Parler du Web 2.0 avec des cadres qui suivent un cours en MBA, c’est ce que j’ai fait samedi matin, le 20 novembre dernier, à l’université de Sherbrooke, sur le campus de Longueil.
J’étais un peu stressée par cette intervention que je devais donner car, Oh mon Dieu, des cadres en activté depuis en moyenne 13 ans, c’est des gens qui vont sûrement me poser plein de questions pointues, ils doivent aimer les chiffres et statistiques très précis (et moi, je ne suis pas très forte là-dessus); et puis, ils sont en MBA, en plus… moi, je n’en ai pas de MBA, alors, comment pouvoir me préparer adéquatement à ce public?!
Pour les chiffres, merci le dernier NETendances du CEFRIO!
Bref, ce que j’ai envie de partager, c’est les pistes de réflexion et les constats que l’on a fait ensemble. Pas mes angoisses avant mon intervention (qui s’est bien passée, d’ailleurs- merci!)
Ce qui a le plus retenu notre attention, c’était la question des « limites » d’une politique interne de médias sociaux dans une organisation. Ou du moins, des limites des politiques actuelles telles qu’on les connaît et les applique.
Quand je dis limites, je devrais déjà commencer par dire Bravo! à ceux qui en ont une, c’est déjà un beau début!
Mais, et après?
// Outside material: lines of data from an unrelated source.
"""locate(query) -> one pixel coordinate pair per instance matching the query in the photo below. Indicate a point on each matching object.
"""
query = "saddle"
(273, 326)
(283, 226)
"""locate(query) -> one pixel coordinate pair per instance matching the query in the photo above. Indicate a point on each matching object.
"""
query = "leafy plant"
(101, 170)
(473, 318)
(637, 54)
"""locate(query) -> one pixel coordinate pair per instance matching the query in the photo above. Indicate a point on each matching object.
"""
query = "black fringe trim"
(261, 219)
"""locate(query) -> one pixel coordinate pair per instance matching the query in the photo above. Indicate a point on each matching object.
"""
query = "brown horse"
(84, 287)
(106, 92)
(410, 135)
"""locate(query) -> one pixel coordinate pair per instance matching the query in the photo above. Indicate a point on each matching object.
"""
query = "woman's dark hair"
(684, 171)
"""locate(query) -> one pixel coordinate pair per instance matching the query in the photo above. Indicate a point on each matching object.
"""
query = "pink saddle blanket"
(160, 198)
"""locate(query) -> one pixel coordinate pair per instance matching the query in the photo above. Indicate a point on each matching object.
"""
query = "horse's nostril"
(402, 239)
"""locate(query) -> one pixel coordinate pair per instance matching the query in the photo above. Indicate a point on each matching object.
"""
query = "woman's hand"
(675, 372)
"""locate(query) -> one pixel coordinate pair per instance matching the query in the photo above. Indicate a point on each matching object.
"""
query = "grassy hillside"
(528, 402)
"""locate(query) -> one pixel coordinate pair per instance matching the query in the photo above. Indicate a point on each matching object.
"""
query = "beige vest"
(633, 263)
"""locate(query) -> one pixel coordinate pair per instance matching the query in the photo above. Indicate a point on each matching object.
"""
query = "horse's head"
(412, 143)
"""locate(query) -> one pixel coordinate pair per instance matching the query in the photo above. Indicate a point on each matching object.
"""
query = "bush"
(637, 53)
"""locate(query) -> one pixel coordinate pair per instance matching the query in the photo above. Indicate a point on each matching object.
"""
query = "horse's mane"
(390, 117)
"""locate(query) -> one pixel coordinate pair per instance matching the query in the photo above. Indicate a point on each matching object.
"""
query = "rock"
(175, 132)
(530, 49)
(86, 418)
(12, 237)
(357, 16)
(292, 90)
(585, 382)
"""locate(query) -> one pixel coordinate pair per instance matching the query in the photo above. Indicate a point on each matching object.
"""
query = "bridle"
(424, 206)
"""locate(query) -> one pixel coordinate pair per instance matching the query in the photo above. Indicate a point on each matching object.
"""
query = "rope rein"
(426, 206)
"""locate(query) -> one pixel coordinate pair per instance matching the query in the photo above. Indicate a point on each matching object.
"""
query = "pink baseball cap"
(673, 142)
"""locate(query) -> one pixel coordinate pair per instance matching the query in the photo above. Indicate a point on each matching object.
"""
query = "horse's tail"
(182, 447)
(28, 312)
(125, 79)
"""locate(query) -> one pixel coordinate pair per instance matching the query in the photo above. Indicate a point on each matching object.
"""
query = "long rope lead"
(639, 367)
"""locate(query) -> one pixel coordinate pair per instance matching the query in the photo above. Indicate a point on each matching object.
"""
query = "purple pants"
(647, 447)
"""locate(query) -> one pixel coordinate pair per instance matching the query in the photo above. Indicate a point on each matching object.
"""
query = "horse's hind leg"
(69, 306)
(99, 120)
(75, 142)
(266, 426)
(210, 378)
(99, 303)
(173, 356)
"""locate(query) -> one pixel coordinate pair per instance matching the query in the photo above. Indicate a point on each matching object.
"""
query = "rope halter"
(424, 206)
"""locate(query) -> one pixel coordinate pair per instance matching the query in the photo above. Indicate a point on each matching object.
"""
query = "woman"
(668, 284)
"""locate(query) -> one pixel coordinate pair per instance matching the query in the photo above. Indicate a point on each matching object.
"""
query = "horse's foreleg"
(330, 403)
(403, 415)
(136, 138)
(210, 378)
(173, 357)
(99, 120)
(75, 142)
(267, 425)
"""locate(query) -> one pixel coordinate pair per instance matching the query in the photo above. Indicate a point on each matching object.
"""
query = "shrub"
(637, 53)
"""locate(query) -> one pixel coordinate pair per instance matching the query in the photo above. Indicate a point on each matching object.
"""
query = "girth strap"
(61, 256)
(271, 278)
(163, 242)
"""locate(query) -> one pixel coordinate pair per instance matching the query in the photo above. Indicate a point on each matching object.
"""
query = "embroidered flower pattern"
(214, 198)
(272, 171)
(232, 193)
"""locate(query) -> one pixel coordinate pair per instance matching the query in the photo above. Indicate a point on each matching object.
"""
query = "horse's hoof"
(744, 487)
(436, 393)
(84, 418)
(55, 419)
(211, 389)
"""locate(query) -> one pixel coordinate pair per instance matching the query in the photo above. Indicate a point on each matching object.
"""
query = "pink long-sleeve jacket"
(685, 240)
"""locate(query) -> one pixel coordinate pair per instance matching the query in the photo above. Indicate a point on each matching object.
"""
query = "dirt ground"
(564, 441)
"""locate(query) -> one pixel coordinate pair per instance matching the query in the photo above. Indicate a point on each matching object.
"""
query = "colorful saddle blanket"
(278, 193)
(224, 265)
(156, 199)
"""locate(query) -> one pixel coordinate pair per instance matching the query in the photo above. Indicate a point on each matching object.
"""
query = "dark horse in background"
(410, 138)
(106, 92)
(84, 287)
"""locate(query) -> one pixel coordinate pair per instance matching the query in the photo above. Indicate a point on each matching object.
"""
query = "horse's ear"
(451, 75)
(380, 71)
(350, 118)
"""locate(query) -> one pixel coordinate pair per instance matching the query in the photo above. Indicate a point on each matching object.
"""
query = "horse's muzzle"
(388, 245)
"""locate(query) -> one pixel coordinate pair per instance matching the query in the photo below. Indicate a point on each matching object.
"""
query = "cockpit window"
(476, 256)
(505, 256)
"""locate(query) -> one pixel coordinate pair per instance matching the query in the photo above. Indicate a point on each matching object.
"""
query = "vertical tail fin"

C’est bien beau de se cacher derrière une politique d’utilisation des médias sociaux dans son organisation, mais, au quotidien, comment gérer ces situations qui mettent potentiellement à mal la réputation/le sentiment d’appartenance, etc. de l’organisation?
Comment faire en sorte que, d’un point de vue personnel sur sa page personnelle Facebook, un employé (qui a un nombre sans cesse croissant de collègues « amis Facebook ») ne manifeste son mécontentement, voire sa colère, vis-à-vis de l’organisation, juste après une rencontre peu agréable avec un supérieur? (par exemple)
Comment gérer les conséquences, à l’interne, d’un statut Facebook (ça pourrait être Twitter, d’ailleurs) sur l’ordre des choses, l’agenda, la motivation d’une équipe, le moral des troupes, etc. ?
Alors, j’y suis allée de mes « on ne peut plus contrôler le message dorénavant avec les médias sociaux, des exemples, vous en avez autant que moi » (j’avais en tête l’excellent billet de Michelle Sullivan, à ce propos).
Oui, mais, et alors: comment des gestionnaires doivent/ peuvent composer avec des rumeurs qui partent instantanément, quelles soient fondées ou non…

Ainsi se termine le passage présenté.